Democratic Vulnerabilities

Cover art for the annals of the American Academy of Political and Social Science, Special Issue, titled: Democratic Vulnerabilities. Shows blue silhouette of Capitol Building pushed off a cliff. Special Editors are Robert C Lieberman, Suzanne Mettler, and Thomas B Pepinsky.

Special Editors: Robert C. Lieberman, Suzanne Mettler and Thomas B. Pepinsky.
Vol. 699, January 2022

In this volume of The ANNALS, “Democratic Vulnerabilities,” special editors Robert Lieberman, Suzanne Mettler, and Thomas B. Pepinsky bring together political scientists to focus on the promises and perils of U.S. democracy. From economic inequality to political polarization, threats to U.S. democracy have been on the rise, argue the editors and their co-authors in the volume’s introduction.

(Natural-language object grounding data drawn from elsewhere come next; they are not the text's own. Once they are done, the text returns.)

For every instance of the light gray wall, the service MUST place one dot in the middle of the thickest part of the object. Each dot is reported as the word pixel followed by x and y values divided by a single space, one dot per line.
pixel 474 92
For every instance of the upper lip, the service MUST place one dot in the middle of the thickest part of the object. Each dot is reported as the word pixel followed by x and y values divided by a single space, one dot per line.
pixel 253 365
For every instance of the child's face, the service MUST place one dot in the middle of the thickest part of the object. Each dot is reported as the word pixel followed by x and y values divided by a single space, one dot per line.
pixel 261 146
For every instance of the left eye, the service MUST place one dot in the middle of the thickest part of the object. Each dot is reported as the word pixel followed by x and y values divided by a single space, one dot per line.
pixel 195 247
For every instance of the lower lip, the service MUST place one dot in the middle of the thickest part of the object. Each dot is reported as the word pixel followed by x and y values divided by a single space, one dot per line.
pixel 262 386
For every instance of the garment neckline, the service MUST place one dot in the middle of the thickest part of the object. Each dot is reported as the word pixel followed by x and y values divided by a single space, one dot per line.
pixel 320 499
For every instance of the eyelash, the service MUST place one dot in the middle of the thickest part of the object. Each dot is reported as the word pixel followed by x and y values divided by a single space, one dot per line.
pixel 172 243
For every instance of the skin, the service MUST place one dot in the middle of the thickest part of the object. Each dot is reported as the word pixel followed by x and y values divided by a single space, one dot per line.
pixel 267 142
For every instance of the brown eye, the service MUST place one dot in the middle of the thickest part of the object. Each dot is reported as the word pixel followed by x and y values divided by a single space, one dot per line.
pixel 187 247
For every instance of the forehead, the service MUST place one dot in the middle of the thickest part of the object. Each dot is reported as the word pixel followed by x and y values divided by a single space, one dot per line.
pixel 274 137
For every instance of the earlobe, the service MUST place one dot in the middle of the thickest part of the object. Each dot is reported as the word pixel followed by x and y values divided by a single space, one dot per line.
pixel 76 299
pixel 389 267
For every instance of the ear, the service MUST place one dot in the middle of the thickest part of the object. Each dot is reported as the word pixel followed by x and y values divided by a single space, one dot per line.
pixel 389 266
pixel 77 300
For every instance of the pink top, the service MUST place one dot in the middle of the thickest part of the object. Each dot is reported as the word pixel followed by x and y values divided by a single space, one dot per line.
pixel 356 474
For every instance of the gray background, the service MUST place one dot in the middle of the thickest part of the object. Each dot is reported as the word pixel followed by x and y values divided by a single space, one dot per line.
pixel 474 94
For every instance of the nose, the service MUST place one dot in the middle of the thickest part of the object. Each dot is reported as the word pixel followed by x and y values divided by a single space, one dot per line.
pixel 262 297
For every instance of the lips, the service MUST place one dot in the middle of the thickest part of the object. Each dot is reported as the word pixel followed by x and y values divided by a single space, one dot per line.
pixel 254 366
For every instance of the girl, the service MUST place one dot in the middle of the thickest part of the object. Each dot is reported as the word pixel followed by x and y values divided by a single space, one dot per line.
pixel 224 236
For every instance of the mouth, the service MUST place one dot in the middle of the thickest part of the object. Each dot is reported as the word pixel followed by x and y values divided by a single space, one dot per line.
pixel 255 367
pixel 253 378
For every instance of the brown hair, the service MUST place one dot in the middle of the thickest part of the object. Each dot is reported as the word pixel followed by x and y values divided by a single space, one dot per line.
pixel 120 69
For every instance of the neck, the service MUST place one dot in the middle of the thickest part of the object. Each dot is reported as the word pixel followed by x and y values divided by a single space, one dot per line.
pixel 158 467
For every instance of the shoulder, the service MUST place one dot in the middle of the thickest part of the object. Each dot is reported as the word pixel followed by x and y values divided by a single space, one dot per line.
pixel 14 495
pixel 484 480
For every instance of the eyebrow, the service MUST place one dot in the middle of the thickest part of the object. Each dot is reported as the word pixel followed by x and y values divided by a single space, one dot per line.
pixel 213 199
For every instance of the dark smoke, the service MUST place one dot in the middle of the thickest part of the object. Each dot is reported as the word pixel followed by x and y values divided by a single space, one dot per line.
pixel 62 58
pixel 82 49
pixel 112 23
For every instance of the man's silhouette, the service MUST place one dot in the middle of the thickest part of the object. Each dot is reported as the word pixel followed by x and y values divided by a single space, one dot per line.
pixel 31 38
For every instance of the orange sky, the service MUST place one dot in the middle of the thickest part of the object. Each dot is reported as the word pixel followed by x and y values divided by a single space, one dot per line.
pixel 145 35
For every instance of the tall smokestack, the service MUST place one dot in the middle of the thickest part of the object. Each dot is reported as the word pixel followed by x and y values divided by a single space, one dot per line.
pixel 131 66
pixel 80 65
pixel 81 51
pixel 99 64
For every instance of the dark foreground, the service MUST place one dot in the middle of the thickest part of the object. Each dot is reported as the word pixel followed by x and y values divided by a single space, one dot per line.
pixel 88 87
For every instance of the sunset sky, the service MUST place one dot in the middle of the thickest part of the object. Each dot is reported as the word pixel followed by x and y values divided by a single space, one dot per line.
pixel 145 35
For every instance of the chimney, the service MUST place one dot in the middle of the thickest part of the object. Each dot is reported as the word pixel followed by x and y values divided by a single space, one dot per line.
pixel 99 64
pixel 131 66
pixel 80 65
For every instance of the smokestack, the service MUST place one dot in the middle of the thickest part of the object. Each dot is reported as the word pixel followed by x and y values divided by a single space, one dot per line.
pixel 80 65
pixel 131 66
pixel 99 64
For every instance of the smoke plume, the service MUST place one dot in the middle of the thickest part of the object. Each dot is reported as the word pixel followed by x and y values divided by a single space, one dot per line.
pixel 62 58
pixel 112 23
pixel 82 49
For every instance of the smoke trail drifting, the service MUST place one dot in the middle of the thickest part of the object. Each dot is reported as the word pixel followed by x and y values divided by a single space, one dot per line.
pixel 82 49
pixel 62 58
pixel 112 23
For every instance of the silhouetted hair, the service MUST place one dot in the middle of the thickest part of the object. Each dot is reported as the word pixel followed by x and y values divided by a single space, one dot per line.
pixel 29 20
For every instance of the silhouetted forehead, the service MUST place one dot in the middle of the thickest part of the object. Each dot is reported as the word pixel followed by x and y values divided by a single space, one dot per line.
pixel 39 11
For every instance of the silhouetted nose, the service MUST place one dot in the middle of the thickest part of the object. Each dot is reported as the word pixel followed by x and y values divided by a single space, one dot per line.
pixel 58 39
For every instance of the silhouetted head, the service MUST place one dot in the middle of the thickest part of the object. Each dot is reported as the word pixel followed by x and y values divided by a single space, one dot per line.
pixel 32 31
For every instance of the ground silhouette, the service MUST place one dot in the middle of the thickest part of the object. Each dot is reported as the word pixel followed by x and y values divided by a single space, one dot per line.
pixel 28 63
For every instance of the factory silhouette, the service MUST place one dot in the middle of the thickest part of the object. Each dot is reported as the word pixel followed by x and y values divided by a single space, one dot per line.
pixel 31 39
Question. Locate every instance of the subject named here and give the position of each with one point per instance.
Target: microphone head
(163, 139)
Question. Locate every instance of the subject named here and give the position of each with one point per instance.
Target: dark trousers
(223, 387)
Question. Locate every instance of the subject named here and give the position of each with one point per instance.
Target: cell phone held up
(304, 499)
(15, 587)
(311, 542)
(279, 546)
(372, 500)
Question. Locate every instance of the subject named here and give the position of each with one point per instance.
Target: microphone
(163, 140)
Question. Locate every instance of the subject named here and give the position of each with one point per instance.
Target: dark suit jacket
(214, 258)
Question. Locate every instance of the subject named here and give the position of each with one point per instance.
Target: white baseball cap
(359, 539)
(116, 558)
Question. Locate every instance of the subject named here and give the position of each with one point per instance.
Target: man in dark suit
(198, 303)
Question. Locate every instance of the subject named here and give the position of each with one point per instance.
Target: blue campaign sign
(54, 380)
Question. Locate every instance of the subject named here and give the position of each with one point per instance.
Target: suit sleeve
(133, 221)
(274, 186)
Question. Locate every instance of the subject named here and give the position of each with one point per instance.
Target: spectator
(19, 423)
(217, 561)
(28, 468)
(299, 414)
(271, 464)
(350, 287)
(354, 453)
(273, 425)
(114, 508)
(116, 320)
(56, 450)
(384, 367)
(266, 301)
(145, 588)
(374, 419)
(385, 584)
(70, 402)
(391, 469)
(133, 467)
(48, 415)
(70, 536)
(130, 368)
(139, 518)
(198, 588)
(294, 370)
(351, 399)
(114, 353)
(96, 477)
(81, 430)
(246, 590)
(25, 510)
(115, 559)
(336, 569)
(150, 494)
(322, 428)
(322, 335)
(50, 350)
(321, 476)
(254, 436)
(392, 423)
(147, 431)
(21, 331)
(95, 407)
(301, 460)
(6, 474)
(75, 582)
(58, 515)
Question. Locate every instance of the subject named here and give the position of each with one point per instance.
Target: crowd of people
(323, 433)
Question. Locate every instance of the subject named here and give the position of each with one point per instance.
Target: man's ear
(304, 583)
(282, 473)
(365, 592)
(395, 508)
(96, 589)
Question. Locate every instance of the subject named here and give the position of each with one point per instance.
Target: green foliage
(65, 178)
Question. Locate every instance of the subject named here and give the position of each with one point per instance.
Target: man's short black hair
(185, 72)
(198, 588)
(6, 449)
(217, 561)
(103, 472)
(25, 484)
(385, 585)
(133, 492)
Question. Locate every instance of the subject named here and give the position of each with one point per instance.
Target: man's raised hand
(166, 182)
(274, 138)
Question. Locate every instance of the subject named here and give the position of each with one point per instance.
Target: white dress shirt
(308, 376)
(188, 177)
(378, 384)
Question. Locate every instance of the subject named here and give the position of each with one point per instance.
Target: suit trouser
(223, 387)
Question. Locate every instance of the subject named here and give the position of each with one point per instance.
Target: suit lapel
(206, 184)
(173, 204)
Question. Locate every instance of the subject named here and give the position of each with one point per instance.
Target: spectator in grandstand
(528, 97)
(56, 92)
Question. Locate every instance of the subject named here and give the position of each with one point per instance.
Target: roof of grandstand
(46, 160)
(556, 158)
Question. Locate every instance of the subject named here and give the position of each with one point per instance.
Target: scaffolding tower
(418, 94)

These threats “fueled the candidacy of Donald Trump, whose election was a symptom, not a cause, of American democratic dysfunction.” Through discussion of election laws, the administrative state, the Supreme Court, spatial organization (think rural-urban divide), civil society, and civic participation, the volume’s authors bring to light how U.S. democracy is succumbing to threats and backsliding, but they also put forward ways to address these threats before we careen over the cliff.